The doctor is one of many residents across the country who have gone out of state for training in abortion since Dobbs. Most of them are OBGYN residents who are required to have that experience but are unable to get it in their home states. A smaller group are those, like the doctor, who have opted to do so in addition to their required medical training. Her experience is just one glimpse into the challenges these residents encounter as they try to cover as much as ground as possible on an expedited timeline out of state — and supports medical experts’ fears that shortcomings in post-Dobbs training alternatives could affect the skills of many doctors.
The doctor, to whom POLITICO granted anonymity due to her fear of professional repercussions and the threat of physical violence for seeking abortion training, was not exactly sure when or how she would use what she learned in her future career. Maybe she would move to a blue state after completing her residency and offer abortions as part of a private practice. Maybe she would join the cadre of doctors who parachute into abortion clinics a few days a month to help meet rising demand. In any case, she never wanted to be in a situation where a patient needed help ending a pregnancy and she didn’t know how to treat her.

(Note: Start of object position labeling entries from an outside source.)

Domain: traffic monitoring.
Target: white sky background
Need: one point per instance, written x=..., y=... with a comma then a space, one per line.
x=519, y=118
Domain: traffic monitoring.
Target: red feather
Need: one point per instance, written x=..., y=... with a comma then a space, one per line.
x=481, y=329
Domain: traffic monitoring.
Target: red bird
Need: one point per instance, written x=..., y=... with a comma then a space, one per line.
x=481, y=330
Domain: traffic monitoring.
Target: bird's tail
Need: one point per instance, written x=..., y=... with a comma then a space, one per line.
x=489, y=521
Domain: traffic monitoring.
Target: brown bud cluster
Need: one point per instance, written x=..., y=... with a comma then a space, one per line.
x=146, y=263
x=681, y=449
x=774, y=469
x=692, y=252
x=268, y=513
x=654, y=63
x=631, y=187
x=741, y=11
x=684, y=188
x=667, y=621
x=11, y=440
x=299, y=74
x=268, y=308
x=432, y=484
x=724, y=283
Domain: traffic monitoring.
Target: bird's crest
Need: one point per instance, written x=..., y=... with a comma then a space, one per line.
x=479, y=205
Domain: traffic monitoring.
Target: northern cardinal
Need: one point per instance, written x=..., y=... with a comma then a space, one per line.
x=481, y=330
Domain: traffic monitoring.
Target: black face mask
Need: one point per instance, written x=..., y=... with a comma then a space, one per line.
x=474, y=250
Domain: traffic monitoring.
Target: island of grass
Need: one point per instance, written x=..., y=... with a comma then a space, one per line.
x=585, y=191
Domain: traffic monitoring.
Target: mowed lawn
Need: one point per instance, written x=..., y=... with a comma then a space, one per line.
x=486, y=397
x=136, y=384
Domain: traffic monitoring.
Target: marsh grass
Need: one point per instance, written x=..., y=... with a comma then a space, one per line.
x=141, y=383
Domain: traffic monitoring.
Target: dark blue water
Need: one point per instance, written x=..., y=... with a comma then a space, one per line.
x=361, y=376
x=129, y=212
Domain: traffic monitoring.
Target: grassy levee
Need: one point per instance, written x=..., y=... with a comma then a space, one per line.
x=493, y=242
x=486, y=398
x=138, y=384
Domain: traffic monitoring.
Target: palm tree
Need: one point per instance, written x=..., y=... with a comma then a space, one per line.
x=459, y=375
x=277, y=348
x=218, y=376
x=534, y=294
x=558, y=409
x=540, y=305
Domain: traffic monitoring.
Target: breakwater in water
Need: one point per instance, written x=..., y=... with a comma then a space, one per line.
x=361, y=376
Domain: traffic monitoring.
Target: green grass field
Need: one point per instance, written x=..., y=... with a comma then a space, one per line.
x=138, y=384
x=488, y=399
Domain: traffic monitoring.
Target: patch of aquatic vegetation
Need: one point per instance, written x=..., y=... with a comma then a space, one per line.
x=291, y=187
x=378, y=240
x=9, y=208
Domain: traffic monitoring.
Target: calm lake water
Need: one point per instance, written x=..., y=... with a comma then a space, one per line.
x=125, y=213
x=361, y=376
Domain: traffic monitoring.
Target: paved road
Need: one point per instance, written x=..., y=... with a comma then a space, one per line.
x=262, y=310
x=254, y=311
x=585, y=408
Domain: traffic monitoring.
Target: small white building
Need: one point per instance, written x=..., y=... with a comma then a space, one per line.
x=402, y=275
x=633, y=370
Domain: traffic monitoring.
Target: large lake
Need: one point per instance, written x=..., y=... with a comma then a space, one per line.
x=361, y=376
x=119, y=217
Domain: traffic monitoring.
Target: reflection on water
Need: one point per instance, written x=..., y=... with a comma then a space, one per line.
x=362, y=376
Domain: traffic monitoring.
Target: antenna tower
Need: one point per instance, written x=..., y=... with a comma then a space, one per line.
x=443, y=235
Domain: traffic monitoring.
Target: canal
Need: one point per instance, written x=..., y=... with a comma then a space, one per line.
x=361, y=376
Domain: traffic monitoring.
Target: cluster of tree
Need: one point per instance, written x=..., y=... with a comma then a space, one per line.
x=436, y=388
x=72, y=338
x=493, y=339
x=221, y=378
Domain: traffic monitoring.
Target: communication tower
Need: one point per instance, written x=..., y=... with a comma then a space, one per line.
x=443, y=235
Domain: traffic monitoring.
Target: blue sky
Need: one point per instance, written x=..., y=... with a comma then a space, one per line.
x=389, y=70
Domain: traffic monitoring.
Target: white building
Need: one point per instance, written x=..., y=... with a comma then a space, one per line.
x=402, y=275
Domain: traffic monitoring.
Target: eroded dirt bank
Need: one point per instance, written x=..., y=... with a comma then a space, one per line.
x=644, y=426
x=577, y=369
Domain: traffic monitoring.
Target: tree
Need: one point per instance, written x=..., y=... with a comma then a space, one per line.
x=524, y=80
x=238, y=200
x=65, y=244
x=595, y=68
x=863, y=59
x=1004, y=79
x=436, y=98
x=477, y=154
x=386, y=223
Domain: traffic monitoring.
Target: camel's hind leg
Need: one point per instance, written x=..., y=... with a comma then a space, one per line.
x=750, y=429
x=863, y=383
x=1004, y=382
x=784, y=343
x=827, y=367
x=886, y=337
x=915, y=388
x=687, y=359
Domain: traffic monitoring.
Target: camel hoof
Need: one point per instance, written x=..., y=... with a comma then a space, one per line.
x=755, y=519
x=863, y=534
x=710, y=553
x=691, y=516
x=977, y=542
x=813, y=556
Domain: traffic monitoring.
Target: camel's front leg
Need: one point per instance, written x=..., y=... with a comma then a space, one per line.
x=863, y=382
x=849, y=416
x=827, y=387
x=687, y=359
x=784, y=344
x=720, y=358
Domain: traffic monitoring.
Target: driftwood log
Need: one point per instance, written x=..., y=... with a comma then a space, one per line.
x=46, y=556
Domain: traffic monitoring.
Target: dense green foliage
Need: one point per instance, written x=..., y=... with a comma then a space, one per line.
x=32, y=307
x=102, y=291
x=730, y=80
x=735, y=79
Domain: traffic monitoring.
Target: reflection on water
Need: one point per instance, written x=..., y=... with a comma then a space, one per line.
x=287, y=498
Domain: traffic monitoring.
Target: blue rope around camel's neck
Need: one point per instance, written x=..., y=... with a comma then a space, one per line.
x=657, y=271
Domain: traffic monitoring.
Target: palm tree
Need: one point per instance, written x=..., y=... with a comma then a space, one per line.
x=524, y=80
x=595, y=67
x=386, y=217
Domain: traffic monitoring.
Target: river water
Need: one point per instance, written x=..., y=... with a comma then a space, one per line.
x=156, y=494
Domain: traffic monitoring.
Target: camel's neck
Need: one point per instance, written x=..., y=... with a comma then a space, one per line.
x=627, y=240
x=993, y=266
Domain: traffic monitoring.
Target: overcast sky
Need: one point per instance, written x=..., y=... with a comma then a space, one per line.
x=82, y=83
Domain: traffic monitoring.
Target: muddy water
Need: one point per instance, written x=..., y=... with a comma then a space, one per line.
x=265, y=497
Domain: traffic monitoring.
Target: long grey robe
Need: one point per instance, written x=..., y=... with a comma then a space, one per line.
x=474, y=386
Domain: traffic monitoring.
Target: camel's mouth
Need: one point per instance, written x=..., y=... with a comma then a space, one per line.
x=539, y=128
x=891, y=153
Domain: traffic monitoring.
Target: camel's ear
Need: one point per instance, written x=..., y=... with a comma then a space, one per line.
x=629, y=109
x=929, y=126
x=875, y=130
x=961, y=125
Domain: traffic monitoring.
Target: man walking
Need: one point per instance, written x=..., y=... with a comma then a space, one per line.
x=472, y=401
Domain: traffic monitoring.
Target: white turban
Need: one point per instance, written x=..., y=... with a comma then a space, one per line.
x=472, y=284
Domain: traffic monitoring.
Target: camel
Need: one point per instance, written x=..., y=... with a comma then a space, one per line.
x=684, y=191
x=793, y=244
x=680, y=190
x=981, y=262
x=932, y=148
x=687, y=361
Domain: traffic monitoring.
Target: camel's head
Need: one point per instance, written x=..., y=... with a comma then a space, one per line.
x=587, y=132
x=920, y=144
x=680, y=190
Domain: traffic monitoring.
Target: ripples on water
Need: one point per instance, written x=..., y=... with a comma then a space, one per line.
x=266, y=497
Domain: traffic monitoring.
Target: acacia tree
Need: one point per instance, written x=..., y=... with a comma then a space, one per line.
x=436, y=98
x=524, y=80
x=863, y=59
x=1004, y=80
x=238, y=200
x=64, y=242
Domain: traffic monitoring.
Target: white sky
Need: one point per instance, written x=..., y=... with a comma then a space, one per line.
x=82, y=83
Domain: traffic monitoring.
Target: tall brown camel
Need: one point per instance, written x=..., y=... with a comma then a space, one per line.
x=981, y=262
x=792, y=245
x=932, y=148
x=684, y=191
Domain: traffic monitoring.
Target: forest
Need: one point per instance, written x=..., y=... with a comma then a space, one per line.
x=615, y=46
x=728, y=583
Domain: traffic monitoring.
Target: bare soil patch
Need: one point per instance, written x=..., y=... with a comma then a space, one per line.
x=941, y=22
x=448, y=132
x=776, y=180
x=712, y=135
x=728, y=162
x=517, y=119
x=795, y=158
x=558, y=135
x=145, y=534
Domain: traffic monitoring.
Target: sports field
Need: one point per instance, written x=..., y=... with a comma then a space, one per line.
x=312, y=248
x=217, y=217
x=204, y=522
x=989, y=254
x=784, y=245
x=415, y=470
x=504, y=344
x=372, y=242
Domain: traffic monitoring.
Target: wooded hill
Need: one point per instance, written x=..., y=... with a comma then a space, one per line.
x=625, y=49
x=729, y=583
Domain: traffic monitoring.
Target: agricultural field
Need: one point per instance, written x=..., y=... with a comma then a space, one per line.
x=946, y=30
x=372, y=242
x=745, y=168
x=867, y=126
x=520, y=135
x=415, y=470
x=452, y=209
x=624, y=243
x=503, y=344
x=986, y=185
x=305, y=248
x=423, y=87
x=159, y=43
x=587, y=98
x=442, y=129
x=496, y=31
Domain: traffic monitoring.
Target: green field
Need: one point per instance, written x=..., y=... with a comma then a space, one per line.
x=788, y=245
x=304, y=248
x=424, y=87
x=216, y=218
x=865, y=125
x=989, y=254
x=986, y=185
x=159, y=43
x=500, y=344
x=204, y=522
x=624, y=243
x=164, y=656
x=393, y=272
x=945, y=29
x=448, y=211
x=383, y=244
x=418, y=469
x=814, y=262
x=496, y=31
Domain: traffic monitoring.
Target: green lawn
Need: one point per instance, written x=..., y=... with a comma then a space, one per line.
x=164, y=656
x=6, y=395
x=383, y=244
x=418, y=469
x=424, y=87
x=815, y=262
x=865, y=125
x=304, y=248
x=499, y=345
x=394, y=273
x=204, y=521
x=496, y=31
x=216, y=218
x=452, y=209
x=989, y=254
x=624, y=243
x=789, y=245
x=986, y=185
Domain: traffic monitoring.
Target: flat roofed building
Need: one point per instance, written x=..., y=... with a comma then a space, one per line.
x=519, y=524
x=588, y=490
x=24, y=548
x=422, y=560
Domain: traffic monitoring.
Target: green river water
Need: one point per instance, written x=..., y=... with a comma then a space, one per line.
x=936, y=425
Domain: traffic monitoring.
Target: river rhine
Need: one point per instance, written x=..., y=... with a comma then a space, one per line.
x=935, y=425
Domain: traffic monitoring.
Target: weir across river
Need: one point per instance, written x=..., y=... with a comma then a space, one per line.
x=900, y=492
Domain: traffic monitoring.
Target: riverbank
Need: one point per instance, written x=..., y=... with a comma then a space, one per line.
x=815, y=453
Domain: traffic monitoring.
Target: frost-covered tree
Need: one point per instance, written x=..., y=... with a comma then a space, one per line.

“It felt like a moral imperative,” she said. “I don’t want my kids, my pediatric patients, having babies of their own before they’re able to do the things that they tell me they want to do at each clinic visit — graduate high school, graduate college, find a partner, do all of these things.”
Back in that narrow Delaware exam room, afraid of exacerbating and prolonging her patient’s discomfort, the doctor asked the attending physician training her to take over. And with skills acquired through performing abortions over many years, the attending physician quickly completed the procedure, operating by feel when the tiny window to the patient’s cervix was obscured.
The doctor knew she would need more than this bare-bones training to be able to handle situations like these, but she didn’t know how she could obtain it after returning home.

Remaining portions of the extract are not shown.